Il n’est pas étonnant que l’attrait des algorithmes soit devenu irrésistible pour les plateformes. La rentabilité et l'efficacité qu'ils promettent en font un choix tentant – et, contrairement aux modérateurs humains, ils ne deviennent pas un choix tentant. traumatisé par le contenu qu'ils modèrent. Mais la dépendance excessive des plateformes à leur égard est en fin de compte à leurs frais. Même si l’automatisation apporte rapidité et évolutivité, elle manque souvent de la compréhension nuancée et des connaissances contextuelles que seule la surveillance humaine peut fournir. La nécessité d’une modération nuancée des contenus est amplifiée par le paysage changeant de la réforme des politiques en matière de drogues. Comme la légalité de substances comme le cannabis et les psychédéliques a été modifié au fil du temps, les contextes juridiques et culturels qui les entourent évoluent également. Malheureusement, les structures de modération actuelles manquent souvent la flexibilité pour répondre à ces changements. La réduction des méfaits, avec l’accent spécifique au contexte sur l’atténuation des risques, nécessite une approche tout aussi sensible au contexte qui affrontements avec les directives rigides et le filtrage automatisé actuellement utilisés par de nombreuses plates-formes.

 

Un équilibre peut-il être trouvé ?

Trouver un équilibre entre l’efficacité des algorithmes automatisés et la profondeur de la compréhension humaine n’est pas seulement un choix pour les plateformes mais une nécessité, en particulier lorsqu’il s’agit de naviguer dans les complexités du discours et de l’éducation sur les drogues.
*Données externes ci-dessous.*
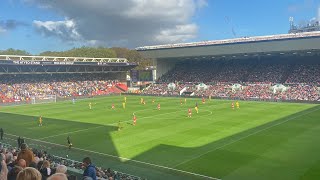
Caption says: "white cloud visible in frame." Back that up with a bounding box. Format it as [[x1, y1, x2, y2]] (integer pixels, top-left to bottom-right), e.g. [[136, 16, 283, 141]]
[[28, 0, 208, 47], [155, 24, 198, 43], [0, 26, 7, 33]]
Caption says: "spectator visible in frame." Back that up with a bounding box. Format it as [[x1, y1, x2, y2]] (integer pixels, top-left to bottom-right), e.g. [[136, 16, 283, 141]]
[[17, 143, 34, 166], [47, 173, 68, 180], [40, 160, 53, 179], [56, 165, 68, 174], [82, 157, 97, 180], [8, 166, 23, 180], [16, 167, 41, 180], [17, 159, 27, 169], [0, 154, 8, 180]]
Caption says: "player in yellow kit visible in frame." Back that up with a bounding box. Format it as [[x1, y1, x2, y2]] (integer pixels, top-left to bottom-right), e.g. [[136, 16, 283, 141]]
[[236, 101, 240, 109], [194, 103, 199, 114], [39, 116, 42, 126]]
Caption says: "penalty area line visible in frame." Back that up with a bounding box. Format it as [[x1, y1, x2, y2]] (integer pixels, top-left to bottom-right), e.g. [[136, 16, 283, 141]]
[[6, 133, 221, 180], [39, 126, 104, 140], [173, 108, 320, 168]]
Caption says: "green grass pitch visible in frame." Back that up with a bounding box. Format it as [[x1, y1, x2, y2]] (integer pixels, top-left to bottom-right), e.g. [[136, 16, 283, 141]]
[[0, 96, 320, 180]]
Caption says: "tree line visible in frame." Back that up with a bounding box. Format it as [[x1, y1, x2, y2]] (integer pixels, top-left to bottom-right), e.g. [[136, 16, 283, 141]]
[[0, 47, 151, 69]]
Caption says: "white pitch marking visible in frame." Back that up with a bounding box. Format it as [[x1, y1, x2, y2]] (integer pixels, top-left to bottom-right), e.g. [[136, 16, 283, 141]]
[[173, 108, 320, 168]]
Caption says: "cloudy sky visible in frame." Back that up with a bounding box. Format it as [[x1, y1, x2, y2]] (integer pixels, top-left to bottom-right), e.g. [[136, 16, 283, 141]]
[[0, 0, 320, 54]]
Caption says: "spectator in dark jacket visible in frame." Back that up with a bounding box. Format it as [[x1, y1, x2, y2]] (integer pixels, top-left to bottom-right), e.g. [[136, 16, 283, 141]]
[[82, 157, 97, 180]]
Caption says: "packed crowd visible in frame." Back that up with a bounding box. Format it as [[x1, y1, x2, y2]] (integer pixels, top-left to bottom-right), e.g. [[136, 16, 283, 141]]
[[158, 59, 320, 85], [0, 74, 125, 102], [0, 143, 141, 180]]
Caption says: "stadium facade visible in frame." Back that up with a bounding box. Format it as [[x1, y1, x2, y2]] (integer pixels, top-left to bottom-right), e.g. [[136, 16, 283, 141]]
[[136, 31, 320, 79]]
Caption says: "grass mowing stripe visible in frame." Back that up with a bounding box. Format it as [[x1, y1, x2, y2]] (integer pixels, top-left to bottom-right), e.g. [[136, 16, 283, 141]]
[[6, 133, 221, 180], [39, 126, 104, 140], [174, 105, 320, 168]]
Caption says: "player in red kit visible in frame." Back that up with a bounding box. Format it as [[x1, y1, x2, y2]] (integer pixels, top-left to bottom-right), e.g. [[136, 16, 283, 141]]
[[202, 97, 206, 104], [132, 113, 137, 126], [188, 108, 192, 117]]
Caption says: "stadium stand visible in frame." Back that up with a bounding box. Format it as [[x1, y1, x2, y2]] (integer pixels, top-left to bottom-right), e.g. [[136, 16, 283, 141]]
[[0, 74, 126, 103], [0, 143, 143, 180], [142, 59, 320, 101]]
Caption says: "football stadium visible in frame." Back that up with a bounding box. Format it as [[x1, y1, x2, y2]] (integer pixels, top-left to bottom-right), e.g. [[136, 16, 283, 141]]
[[0, 1, 320, 180]]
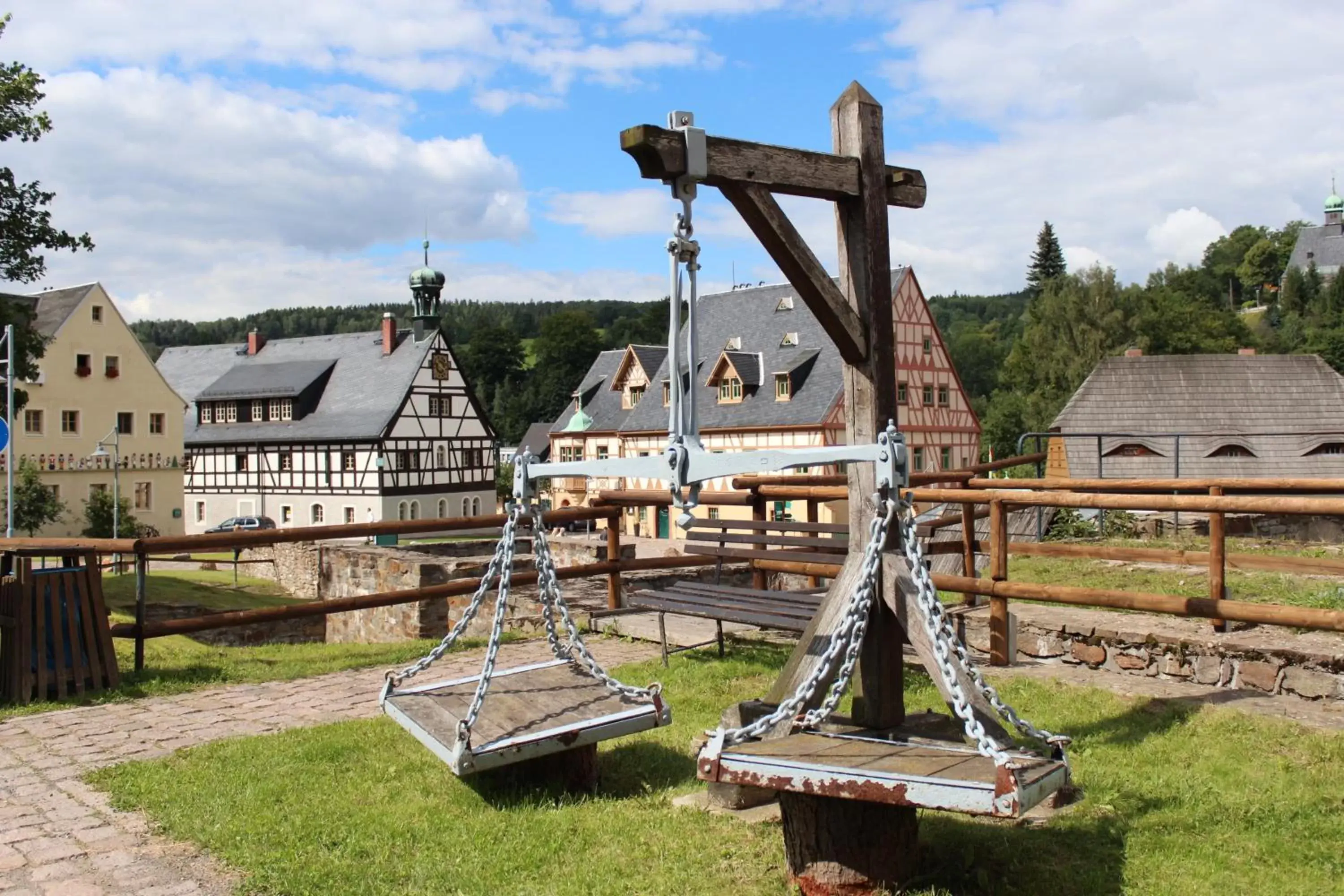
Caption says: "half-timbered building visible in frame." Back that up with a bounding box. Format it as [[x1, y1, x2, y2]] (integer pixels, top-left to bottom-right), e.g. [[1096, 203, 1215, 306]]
[[551, 267, 980, 537], [159, 252, 497, 533]]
D’une certaine manière, l’algospeak est protégé par la modération algorithmique du contenu, car il peut dépasser les contrôles pour atteindre un public plus large. Compte tenu de l'externalisation mondiale de la modération du contenu, les modérateurs manquent souvent de contextuel informations sur une publication et restreindre le contenu lié à la drogue sur la base de l'interdiction mondiale des drogues, même si elles sont décriminalisées ou légales dans le lieu où la publication a été initialement publiée.
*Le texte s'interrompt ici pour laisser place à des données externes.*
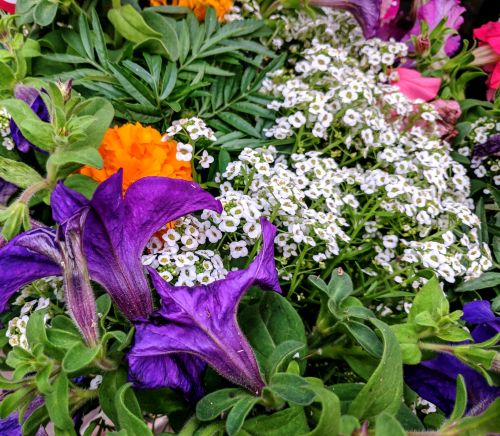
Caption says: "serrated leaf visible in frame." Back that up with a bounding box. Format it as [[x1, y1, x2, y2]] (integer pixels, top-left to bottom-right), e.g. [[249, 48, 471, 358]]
[[0, 156, 43, 189]]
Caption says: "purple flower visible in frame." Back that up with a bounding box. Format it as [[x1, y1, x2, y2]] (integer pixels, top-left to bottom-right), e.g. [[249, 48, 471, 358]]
[[404, 301, 500, 415], [403, 0, 465, 56], [128, 219, 281, 396], [10, 85, 49, 153], [0, 171, 222, 320], [472, 134, 500, 158], [0, 392, 47, 436], [310, 0, 382, 38], [0, 178, 17, 205], [462, 300, 500, 342]]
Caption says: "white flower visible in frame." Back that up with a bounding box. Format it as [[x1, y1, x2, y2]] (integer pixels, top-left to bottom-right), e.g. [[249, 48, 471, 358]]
[[229, 241, 248, 259], [175, 142, 193, 162]]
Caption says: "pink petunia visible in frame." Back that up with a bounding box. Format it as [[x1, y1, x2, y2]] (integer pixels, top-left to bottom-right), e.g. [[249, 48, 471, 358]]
[[471, 21, 500, 100], [391, 67, 441, 101], [0, 0, 16, 14]]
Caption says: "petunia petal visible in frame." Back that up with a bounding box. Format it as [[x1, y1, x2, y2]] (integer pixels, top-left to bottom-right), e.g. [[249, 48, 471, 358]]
[[60, 208, 99, 347], [128, 352, 206, 400], [85, 171, 221, 320], [310, 0, 382, 38], [129, 220, 281, 394], [0, 229, 61, 312], [125, 177, 222, 254]]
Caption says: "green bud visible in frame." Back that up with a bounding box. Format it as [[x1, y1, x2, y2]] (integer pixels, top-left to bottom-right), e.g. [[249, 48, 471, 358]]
[[0, 202, 31, 240]]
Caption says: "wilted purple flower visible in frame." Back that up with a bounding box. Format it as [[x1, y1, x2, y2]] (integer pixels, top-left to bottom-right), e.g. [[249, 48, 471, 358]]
[[0, 171, 222, 320], [310, 0, 382, 38], [0, 210, 99, 346], [128, 219, 281, 396], [472, 134, 500, 158], [10, 85, 49, 153], [403, 0, 465, 56], [0, 178, 17, 205], [462, 300, 500, 342], [0, 397, 47, 436], [404, 301, 500, 415]]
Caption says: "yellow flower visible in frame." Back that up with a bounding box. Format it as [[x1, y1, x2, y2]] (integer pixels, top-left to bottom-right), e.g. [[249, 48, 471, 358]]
[[150, 0, 233, 21], [79, 123, 192, 191]]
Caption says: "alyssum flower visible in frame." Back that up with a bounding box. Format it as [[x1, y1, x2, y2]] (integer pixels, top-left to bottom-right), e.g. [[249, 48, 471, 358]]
[[128, 219, 281, 397], [0, 171, 221, 320]]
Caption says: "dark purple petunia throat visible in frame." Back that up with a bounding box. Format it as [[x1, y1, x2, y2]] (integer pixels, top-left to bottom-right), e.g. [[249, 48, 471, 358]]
[[128, 219, 281, 398]]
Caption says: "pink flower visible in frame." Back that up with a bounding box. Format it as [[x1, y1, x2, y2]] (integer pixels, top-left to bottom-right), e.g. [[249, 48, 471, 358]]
[[391, 67, 441, 101], [0, 0, 16, 14], [471, 21, 500, 100], [403, 0, 465, 56], [380, 0, 399, 24]]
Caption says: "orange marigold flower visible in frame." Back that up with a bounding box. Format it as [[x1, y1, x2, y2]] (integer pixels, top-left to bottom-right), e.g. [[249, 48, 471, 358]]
[[79, 123, 192, 190], [150, 0, 233, 21]]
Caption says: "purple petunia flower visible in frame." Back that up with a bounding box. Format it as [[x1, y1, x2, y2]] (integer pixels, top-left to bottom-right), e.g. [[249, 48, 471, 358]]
[[402, 0, 465, 56], [310, 0, 382, 38], [0, 392, 47, 436], [128, 219, 281, 398], [10, 85, 50, 153], [0, 171, 222, 320], [472, 134, 500, 158], [404, 301, 500, 415], [0, 178, 17, 205]]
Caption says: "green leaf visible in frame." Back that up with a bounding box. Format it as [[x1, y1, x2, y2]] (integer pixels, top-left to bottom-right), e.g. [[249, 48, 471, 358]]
[[0, 98, 54, 150], [455, 271, 500, 292], [265, 372, 316, 406], [196, 388, 251, 421], [349, 318, 403, 419], [306, 384, 340, 436], [449, 374, 467, 421], [99, 368, 129, 425], [375, 413, 406, 436], [62, 342, 100, 373], [45, 372, 76, 435], [226, 397, 259, 436], [238, 292, 307, 373], [48, 147, 103, 168], [0, 156, 43, 189], [64, 174, 99, 199], [243, 406, 309, 436], [33, 0, 57, 26], [218, 112, 261, 138], [108, 5, 162, 43], [115, 383, 153, 436], [343, 321, 383, 357], [408, 276, 450, 322], [266, 340, 306, 380]]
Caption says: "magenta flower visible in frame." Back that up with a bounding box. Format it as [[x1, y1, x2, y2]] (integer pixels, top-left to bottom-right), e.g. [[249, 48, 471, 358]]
[[10, 85, 49, 153], [472, 134, 500, 158], [403, 0, 465, 56], [310, 0, 382, 38], [404, 301, 500, 415], [128, 219, 281, 397], [391, 67, 441, 101], [0, 171, 222, 320]]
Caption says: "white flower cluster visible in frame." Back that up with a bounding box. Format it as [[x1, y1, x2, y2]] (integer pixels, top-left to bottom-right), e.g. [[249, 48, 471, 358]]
[[5, 297, 50, 350], [216, 148, 491, 285], [142, 216, 227, 286], [0, 108, 15, 150], [162, 117, 217, 168], [458, 117, 500, 186]]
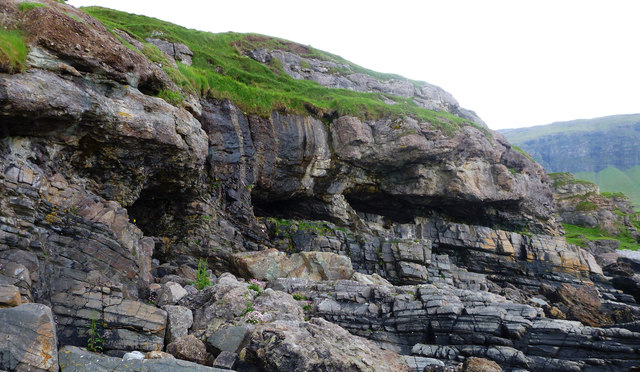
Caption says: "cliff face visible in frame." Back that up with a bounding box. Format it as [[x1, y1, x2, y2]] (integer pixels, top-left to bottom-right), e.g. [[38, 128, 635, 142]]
[[0, 1, 640, 371]]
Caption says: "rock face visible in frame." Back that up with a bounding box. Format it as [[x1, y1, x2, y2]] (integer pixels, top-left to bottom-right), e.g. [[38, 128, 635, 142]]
[[60, 346, 225, 372], [0, 0, 640, 371], [248, 318, 409, 372], [551, 173, 640, 238], [0, 304, 58, 371], [273, 279, 640, 371]]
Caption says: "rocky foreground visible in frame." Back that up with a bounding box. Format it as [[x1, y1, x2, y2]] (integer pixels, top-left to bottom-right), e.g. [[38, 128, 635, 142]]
[[0, 1, 640, 372]]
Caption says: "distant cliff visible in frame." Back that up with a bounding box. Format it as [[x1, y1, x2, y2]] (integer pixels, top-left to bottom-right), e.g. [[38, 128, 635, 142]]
[[501, 114, 640, 206]]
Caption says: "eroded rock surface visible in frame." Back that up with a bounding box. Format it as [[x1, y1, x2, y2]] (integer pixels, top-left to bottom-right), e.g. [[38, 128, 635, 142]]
[[0, 304, 59, 371], [0, 0, 640, 371]]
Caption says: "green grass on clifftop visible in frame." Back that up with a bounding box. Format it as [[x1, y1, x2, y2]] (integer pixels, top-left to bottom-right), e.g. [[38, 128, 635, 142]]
[[0, 28, 27, 73], [82, 7, 488, 135], [575, 166, 640, 210]]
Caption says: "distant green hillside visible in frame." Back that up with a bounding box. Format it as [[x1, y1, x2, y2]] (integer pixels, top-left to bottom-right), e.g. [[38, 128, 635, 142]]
[[499, 114, 640, 143], [574, 166, 640, 208], [500, 114, 640, 207]]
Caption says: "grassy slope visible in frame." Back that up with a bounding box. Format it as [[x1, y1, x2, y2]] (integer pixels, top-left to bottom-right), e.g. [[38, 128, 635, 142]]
[[575, 165, 640, 208], [82, 7, 482, 134], [0, 28, 27, 73], [562, 221, 640, 251], [500, 114, 640, 143]]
Et même si les politiques internationales facilitent leur application – en particulier avec l’essor de l’intelligence artificielle – elles aboutissent souvent à une approche universelle qui ne tient pas compte des nuances nationales ou régionales. Développer des pratiques de modération de contenu à ce niveau sera essentiel pour refléter l’évolution des lois et des comportements, qu’il s’agisse de drogues ou de toute autre pratique ou produit. Cette limitation est reconnue par Reddit qui a un axé sur la communauté approche de la modération. Cette plate-forme met en évidence le fonctionnement de la modération spécifique au contexte, où les personnes les plus investies dans la communauté ont leur mot à dire dans la modération de son contenu tout en respectant les valeurs de Reddit. Mais les grandes plateformes d’intérêt général comme Twitter (X) pourraient avoir du mal à reproduire à grande échelle le modèle de modération des micro-communautés de Reddit.

En fin de compte, la meilleure solution à la modération du contenu nécessite du temps et des investissements sérieux, deux choses qu'une industrie a bâties sur la base de non réglementée, la croissance exponentielle méprise. Ce n’est que grâce à l’organisation communautaire ou à la réglementation gouvernementale que les entreprises de médias sociaux changeront leurs habitudes. Et jusqu’à ce qu’ils soient obligés de collaborer avec des experts en la matière – comme organisations de réduction des méfaits – Pour développer des politiques de modération de contenu adaptées au contexte, nous ne pouvons pas nous attendre à un changement systémique. Qu'il s'agisse d'une ignorance volontaire ou délibérée, pour l'instant, les sociétés de médias sociaux choisiront de modérer leurs immenses communautés en interne et avec peu ou pas de responsabilité communautaire.